Du jamais vu depuis que les statistiques de la météo existent. Le pays a souffert d’une canicule dès la fin juin suivi d’une seconde vague en juillet. Le premier épisode fut particulièrement violent sur une bande partant de la plaine du Roussillon jusqu’aux rives gardoises du Rhône. Le pic de température du 29 juin, proche des 45 degrés Celsius, a provoqué des brûlures sur le feuillage des vignes. Pour le seul département du Gard, le phénomène a touché 2 500 hectares. La vallée du Rhône a été moins impactée par la chaleur, même si, par endroit, 20 % du vignoble a été touché.

Questionnement de la production

« Cette situation nouvelle provoque deux types de réactions chez les producteurs, relève Martina Widmer, œnologue chez Visavis, une société de conseils qui accompagne des domaines tant sur la viticulture que la vinification en culture traditionnelle, bio et biodynamie. D’une part, l’évidence du réchauffement climatique ne fait plus débat dans la profession. D’autre part, le manque de retour d’expérience sur des phénomènes nouveaux provoque de l’inquiétude ».

Feuillage brûlé

Cette œnologue apporte une première distinction entre la sécheresse et la chaleur. « La sècheresse, qui a touché aussi le Val de Loire, est récurrente depuis plusieurs années. Mais en juin 2019, s’est ajouté aux phénomènes de sècheresse, un épisode de chaleur beaucoup plus précoce que lors des dernières canicules. Les feuilles, encore très jeunes, étaient encore incapables de se défendre ». Conséquence : le feuillage brûle et tombe de la plante. Cette source d’énergie absente, la vigne se met en mode survie pour tenir jusqu’à l’année suivante et fait l’impasse sur sa reproduction d’où l’absence de raisin. Le feuillage protecteur du soleil disparu, les jeunes grains se dessèchent, voire chutent.

Travail de cave compliqué

La sécheresse provoque également les phénomènes similaires avec une réduction des cycles végétatifs, un flétrissement des raisins, une perte en jus et une augmentation importante du taux de sucre. « Conséquence, le taux d’alcool est plus important et l’acidité baisse, reprend Martina Widmer. Quant aux tanins, le manque de maturité amplifiera leur dureté. L’ensemble de l’équilibre général alcool, acidité, tanins s’en trouve affecté. Le phénomène touche plusieurs régions d’Europe, même la Suisse. Pour l’instant, nous sommes encore suspendus à l’arrivée de pluies qui peuvent changer la donne. Je pense que les vendanges seront, cette année encore, précoces ».

Récolte normale

Selon les Vignerons indépendants (7 000 producteurs), « la récolte 2019 devrait, malgré tout, être proche de la normale pour certains vignobles (Bordeaux, Champagne, Vallée du Rhône, Alsace) ou en retrait par rapport à 2018 pour d'autres régions viticoles comme le Languedoc-Roussillon ou certains vignobles de la Vallée de la Loire plus durement touchés par les aléas climatiques qui ont jalonné la saison ».

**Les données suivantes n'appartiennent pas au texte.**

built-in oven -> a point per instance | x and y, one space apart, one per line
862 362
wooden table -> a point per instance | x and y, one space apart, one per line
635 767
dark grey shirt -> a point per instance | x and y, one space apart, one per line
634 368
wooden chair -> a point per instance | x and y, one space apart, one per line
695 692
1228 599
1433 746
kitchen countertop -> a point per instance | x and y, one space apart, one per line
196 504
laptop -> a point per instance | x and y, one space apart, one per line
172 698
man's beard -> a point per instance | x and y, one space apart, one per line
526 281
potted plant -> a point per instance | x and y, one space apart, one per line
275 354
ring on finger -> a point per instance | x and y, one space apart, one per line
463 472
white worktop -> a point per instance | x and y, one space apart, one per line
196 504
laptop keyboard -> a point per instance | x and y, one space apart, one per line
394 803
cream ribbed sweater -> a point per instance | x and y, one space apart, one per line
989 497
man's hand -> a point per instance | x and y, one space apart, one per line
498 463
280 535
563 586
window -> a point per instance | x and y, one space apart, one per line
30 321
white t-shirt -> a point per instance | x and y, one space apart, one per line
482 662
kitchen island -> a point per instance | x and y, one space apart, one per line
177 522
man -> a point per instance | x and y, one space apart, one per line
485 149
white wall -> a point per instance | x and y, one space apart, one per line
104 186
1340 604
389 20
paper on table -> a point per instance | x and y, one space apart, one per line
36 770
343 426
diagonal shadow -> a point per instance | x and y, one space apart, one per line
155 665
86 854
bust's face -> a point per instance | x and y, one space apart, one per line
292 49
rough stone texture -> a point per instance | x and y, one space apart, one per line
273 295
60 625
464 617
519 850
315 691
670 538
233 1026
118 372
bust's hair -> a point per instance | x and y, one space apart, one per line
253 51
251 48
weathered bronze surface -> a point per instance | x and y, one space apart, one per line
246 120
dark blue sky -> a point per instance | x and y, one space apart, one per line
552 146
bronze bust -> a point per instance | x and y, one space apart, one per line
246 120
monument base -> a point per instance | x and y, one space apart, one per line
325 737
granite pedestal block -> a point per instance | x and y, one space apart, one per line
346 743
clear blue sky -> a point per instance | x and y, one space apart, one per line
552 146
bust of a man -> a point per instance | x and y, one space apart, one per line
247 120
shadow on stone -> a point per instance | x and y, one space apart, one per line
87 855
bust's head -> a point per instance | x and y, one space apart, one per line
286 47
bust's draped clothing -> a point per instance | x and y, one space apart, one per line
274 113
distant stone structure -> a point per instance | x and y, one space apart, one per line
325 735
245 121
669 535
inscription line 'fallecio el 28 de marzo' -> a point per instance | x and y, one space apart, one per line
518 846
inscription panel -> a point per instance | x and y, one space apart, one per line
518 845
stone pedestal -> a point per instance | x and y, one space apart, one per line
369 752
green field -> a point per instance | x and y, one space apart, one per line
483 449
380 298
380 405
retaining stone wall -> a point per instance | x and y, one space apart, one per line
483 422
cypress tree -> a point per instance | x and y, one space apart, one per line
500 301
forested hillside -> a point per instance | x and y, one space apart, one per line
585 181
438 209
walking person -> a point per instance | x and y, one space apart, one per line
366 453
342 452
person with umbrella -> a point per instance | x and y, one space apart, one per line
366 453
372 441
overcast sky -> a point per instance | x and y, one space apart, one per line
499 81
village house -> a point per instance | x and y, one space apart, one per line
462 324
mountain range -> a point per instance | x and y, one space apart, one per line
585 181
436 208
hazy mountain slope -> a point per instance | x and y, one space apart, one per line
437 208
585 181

Nouvelles méthodes culturales

Une des solutions à long terme passe par l’irrigation. Vue l’étendue du vignoble, ce travail de Romains sera long et coûteux à mettre en place. « D’autres solutions séduisent les viticulteurs, reprend Martina Widmer comme la plantation d’arbres pour créer de l’ombre et de la fraicheur sur les ceps, le paillage pour conserver l’humidité, des herbes semées inter-rangs pour apporter de la matière organique sans réduire l’apport hydrique de la vigne. Nous pouvons aussi agir sur la quantité du feuillage pour optimiser la consommation d’eau de la plante ».

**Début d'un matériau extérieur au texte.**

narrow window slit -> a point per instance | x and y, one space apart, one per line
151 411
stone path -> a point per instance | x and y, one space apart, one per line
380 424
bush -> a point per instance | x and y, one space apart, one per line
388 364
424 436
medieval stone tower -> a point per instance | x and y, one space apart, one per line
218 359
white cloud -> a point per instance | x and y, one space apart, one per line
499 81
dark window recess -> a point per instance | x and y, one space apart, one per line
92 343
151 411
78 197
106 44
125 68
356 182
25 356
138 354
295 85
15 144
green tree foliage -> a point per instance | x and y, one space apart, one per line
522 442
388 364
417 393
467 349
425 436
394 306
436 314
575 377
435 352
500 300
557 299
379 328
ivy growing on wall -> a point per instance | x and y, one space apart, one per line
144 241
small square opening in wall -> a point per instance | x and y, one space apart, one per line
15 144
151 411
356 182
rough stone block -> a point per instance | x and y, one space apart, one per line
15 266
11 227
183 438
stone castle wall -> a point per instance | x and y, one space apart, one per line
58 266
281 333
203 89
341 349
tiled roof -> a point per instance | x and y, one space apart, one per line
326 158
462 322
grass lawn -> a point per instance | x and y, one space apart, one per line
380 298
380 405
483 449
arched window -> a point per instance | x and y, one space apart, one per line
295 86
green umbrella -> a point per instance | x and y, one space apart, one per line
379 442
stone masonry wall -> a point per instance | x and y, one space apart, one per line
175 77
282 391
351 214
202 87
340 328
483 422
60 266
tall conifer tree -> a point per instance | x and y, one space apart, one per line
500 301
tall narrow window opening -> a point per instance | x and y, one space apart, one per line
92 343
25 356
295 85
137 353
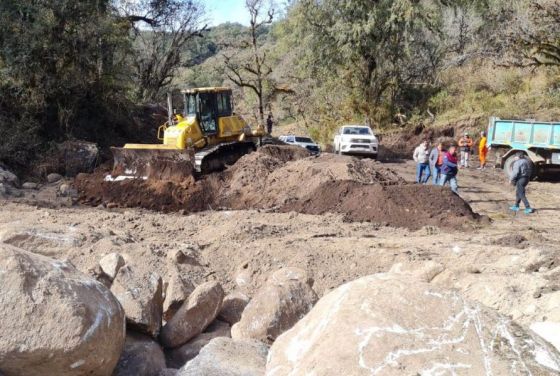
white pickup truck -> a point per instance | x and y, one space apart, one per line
356 140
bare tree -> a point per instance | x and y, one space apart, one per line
246 62
161 29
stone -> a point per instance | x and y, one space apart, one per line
178 357
29 185
168 372
66 190
178 256
141 356
53 177
283 300
141 295
55 320
227 357
78 157
8 177
194 316
233 306
549 331
111 263
391 324
178 290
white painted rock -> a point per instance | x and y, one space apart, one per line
110 264
387 324
233 306
141 295
194 316
226 357
55 320
142 356
178 357
284 299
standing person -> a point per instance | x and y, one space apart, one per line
449 169
520 176
421 157
269 123
436 161
482 150
465 147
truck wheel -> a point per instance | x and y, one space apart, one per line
508 167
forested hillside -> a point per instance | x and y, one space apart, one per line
82 69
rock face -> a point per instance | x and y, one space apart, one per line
141 296
110 264
391 324
226 357
176 358
29 185
55 320
285 298
194 316
178 290
141 357
233 307
53 178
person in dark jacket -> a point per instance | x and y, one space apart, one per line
436 161
520 175
449 169
269 123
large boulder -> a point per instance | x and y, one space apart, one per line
233 306
194 316
226 357
284 299
110 264
178 289
142 356
390 324
141 295
177 357
55 320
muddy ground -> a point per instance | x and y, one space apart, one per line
511 264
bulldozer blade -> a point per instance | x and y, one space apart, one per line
161 164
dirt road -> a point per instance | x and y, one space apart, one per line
511 264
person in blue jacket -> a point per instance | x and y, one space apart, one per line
449 169
520 175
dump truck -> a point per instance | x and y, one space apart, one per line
539 141
204 136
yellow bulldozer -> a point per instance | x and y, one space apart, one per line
207 136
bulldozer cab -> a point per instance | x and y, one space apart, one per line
208 105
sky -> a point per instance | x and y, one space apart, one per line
220 11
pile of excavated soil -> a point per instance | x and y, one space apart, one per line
286 178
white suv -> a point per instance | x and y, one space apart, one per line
304 142
356 140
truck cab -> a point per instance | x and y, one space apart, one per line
540 141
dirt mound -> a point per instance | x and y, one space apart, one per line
156 195
411 206
286 178
266 182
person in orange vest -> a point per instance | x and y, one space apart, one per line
465 147
482 150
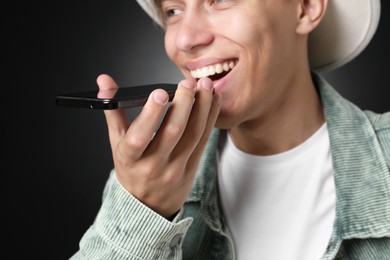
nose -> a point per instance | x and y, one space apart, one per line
194 32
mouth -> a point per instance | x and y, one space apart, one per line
215 71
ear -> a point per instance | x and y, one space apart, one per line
310 14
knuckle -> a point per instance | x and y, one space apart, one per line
173 131
134 142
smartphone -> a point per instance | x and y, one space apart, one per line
123 97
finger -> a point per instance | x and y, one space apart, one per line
142 129
209 126
175 120
198 120
117 120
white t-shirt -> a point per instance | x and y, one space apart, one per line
282 206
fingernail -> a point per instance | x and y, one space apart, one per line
207 84
160 96
187 84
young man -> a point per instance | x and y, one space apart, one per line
257 156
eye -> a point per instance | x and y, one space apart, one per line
172 12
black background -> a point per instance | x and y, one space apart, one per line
56 160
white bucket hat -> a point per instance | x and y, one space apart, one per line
347 28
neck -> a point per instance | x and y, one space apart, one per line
289 124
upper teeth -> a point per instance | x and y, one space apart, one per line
212 69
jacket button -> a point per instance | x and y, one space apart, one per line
175 240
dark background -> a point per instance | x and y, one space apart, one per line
57 159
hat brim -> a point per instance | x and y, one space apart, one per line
345 31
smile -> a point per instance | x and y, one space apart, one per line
214 71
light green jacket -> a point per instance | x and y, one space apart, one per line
360 145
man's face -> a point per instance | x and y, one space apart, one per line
251 41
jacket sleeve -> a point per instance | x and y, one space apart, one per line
125 228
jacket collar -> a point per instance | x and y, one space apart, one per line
361 173
362 177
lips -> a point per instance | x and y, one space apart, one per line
214 71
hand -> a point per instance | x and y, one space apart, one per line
158 168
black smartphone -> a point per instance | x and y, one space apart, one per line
123 97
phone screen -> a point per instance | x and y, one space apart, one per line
123 97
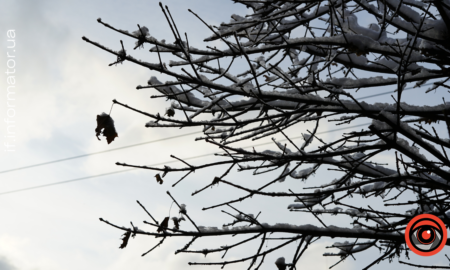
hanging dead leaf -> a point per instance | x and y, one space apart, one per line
280 263
164 224
105 122
170 112
159 179
126 237
176 223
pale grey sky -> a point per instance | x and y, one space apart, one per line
62 83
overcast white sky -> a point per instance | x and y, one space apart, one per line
62 83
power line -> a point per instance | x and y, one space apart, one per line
95 153
169 138
161 163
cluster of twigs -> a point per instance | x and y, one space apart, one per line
304 62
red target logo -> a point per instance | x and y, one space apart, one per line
426 235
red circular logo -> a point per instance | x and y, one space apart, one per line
426 235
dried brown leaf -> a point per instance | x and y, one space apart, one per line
159 179
105 122
164 224
126 237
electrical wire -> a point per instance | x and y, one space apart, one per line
169 138
161 163
167 162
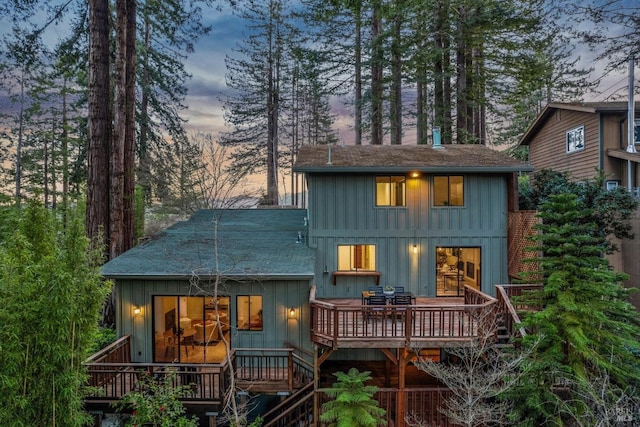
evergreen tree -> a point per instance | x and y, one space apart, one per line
51 293
353 404
584 322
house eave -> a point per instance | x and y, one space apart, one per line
421 169
206 276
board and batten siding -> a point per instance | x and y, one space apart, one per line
547 150
342 210
278 297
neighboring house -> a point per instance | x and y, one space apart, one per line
583 138
294 299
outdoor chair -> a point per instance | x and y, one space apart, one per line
376 289
399 301
377 306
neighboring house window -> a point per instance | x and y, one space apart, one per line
575 139
390 190
448 190
249 313
356 257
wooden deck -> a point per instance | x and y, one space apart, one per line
112 375
431 322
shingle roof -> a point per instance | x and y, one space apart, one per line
404 158
252 243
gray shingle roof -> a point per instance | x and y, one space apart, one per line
405 158
252 243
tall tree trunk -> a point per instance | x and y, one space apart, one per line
358 73
396 71
273 62
130 128
442 82
99 121
377 86
144 168
462 75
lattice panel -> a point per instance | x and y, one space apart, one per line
520 228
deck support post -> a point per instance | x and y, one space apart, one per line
400 399
316 377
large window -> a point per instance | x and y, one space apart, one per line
448 191
456 268
575 139
390 190
249 312
356 257
190 329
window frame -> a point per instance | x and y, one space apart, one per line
248 327
392 201
577 143
447 202
359 257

Face au réchauffement climatique, toutes les régions viticoles travaillent sur l’adoption de nouveaux cépages mieux adaptés. Mais l’INAO veille sur le respect de la typicité des vins. La filière doit relever des problématiques complexes et compliquées à la fois. Nous sommes bien loin des pratiques des années 70 où l’ajout de sucres avec la chaptalisation palliait le manque de maturité dû à la fraicheur de nos terroirs. Qu’une seule génération sépare les viticulteurs de cette époque. A la génération qui arrive de réinventer sa viticulture.